The Seventh Ecumenical Council dealt predominantly with the controversy regarding icons and their place in Orthodox worship. It was convened in Nicaea in 787 by Empress Irene at the request of Tarasios, Patriarch of Constantinople. The Council was attended by 367 bishops.
Almost a century before this, the iconoclastic controversy had once more shaken the foundation of both Church and State in the Byzantine Empire. Excessive religious respect and the ascribed miracles to icons by some members of society, approached the point of worship (due only to God) and idolatry. This instigated excesses at the other extreme by which icons were taken out of the liturgical life of the Church by the Iconoclasts. The Iconophiles, on the other hand, believed that icons served to preserve the doctrinal teachings of the Church; they considered icons to be man’s dynamic way of expressing the divine through art and beauty.
The Council decided on a doctrine by which icons should be venerated but not worshipped. In answering the Empress’ invitation to the Council, Pope Hadrian replied with a letter in which he also held the position of extending veneration to icons but not worship, the last befitting only God.

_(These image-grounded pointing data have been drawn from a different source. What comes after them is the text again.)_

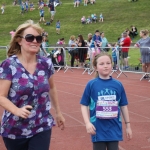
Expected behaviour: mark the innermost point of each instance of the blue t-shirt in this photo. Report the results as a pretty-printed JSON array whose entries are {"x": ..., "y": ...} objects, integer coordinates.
[{"x": 106, "y": 129}]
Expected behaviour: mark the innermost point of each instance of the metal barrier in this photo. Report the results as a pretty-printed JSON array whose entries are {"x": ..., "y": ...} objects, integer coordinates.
[
  {"x": 134, "y": 55},
  {"x": 59, "y": 67},
  {"x": 135, "y": 67}
]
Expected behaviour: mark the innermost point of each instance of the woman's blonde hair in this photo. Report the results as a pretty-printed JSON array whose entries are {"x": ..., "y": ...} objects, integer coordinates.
[
  {"x": 15, "y": 48},
  {"x": 145, "y": 32},
  {"x": 72, "y": 37},
  {"x": 96, "y": 58}
]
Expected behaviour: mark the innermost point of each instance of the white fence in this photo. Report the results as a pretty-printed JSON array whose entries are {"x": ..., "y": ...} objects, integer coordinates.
[{"x": 134, "y": 56}]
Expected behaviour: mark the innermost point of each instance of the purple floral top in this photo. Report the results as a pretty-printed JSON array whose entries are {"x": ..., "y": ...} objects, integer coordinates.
[{"x": 27, "y": 89}]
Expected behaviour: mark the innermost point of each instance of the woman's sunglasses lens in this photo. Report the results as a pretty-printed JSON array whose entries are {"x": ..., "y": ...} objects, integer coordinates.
[
  {"x": 30, "y": 38},
  {"x": 39, "y": 39}
]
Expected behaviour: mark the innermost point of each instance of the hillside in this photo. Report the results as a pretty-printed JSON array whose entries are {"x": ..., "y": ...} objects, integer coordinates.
[{"x": 118, "y": 15}]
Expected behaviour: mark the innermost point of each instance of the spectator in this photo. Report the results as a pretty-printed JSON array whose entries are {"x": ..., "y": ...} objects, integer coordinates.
[
  {"x": 144, "y": 44},
  {"x": 97, "y": 42},
  {"x": 3, "y": 8},
  {"x": 133, "y": 31},
  {"x": 31, "y": 6},
  {"x": 125, "y": 48},
  {"x": 42, "y": 15},
  {"x": 76, "y": 3},
  {"x": 52, "y": 11},
  {"x": 83, "y": 20},
  {"x": 12, "y": 33},
  {"x": 22, "y": 8},
  {"x": 73, "y": 51},
  {"x": 85, "y": 2},
  {"x": 115, "y": 49},
  {"x": 101, "y": 18},
  {"x": 105, "y": 45},
  {"x": 95, "y": 18},
  {"x": 58, "y": 27},
  {"x": 88, "y": 20},
  {"x": 82, "y": 51}
]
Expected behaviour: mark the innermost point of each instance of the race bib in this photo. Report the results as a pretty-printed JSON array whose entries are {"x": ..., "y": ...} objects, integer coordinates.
[{"x": 107, "y": 107}]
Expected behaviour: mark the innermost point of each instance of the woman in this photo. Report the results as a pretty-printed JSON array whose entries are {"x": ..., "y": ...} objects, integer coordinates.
[
  {"x": 27, "y": 87},
  {"x": 73, "y": 51},
  {"x": 144, "y": 44},
  {"x": 104, "y": 42},
  {"x": 82, "y": 50}
]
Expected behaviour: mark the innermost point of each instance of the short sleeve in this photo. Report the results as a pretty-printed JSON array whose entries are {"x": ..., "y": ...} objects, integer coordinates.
[
  {"x": 123, "y": 100},
  {"x": 6, "y": 70},
  {"x": 85, "y": 100},
  {"x": 51, "y": 69}
]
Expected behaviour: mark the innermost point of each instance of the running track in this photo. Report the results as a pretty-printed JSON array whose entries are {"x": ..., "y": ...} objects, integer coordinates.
[{"x": 70, "y": 86}]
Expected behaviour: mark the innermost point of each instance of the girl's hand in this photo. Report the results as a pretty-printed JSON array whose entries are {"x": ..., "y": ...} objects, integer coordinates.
[
  {"x": 90, "y": 128},
  {"x": 129, "y": 133},
  {"x": 60, "y": 121},
  {"x": 23, "y": 112}
]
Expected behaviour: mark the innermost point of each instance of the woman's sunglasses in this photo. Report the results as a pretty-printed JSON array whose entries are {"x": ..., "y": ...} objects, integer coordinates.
[{"x": 30, "y": 38}]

The decree of the Council for restoring icons to churches accesses an important clause which still stands at the foundation of the rationale for using and venerating icons in the Orthodox Church to this very day: “We define that the holy icons, whether in colour, mosaic, or some other material, should be exhibited in the holy churches of God, on the sacred vessels and liturgical vestments, on the wall, furnishings and in houses and along the roads, namely the icons of our Lord God and Saviour Jesus Christ, that of our Lady the Theotokos, those of the venerable angels and those of all saintly people. Whenever these representations are contemplated, they will cause those who look at them to commenmorate and love their prototype. We define also that they should be kissed and that they are an object of veneration and honour (timitiki proskynisis), but not of real worship (lateria), which is reserved for Him Who is the subject of our faith and is proper for the divine nature. The veneration accorded to an icon is in effect transmitted to the prototype; he who venerates the icon, venerate in it the reality for which it stands”.

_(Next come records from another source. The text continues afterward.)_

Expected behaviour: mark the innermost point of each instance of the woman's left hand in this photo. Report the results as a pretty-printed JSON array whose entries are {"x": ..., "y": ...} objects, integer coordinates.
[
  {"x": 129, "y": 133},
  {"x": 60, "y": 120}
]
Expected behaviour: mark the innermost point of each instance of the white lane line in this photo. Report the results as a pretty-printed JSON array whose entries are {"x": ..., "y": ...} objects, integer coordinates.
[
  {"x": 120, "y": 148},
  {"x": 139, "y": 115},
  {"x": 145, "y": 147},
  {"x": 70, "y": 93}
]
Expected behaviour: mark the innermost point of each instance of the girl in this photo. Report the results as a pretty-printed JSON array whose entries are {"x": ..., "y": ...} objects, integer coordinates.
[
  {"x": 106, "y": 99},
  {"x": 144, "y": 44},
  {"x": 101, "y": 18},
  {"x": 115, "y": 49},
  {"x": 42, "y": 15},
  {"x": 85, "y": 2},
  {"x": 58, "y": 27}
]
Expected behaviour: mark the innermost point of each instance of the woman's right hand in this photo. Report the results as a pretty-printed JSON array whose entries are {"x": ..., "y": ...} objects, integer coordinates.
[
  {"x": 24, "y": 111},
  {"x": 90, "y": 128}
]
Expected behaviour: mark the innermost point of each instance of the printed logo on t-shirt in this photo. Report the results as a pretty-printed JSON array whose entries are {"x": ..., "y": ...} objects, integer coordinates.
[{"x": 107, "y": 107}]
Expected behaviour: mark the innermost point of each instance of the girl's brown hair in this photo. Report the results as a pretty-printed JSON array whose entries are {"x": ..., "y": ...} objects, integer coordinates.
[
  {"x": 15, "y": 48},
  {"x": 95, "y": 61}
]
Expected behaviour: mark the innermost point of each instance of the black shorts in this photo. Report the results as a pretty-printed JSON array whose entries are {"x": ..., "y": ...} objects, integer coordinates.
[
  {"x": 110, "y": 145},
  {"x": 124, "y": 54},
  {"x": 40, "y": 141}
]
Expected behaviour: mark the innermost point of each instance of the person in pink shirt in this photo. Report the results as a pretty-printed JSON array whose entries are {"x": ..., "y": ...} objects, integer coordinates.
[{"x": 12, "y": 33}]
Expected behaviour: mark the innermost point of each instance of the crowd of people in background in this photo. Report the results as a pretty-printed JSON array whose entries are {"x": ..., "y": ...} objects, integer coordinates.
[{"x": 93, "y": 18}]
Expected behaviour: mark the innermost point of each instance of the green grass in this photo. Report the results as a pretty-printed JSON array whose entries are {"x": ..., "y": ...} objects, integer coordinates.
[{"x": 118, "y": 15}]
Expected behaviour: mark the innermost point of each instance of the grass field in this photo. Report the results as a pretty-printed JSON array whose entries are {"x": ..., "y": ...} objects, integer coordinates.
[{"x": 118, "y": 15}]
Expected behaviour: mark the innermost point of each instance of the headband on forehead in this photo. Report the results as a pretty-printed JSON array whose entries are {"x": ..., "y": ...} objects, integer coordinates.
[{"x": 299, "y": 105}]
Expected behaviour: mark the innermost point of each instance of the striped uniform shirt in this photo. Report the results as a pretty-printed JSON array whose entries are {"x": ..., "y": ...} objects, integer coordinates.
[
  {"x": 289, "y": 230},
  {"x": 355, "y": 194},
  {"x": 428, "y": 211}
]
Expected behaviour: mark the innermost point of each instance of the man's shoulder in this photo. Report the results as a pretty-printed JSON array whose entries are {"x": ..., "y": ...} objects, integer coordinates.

An Endemousa (Regional) Synod was called in Constantinople in 843. Under Empress Theodora., the veneration of icons was solemnly proclaimed at the Hagio Sophia Cathedral. The Empress, her son Michael III, Patriarch Methodios, and monks and clergy came in procession and restored the icons to their rightful place. The day was called “Triumph of Orthodoxy.” Since that time, this event is commemorated yearly with a special service on the first Sunday of Lent, the “Sunday of Orthodoxy”.
Orthodox teaching about icons, as defined at the Seventh Ecumenical Council of 787, is embodied in the texts sung on this Sunday.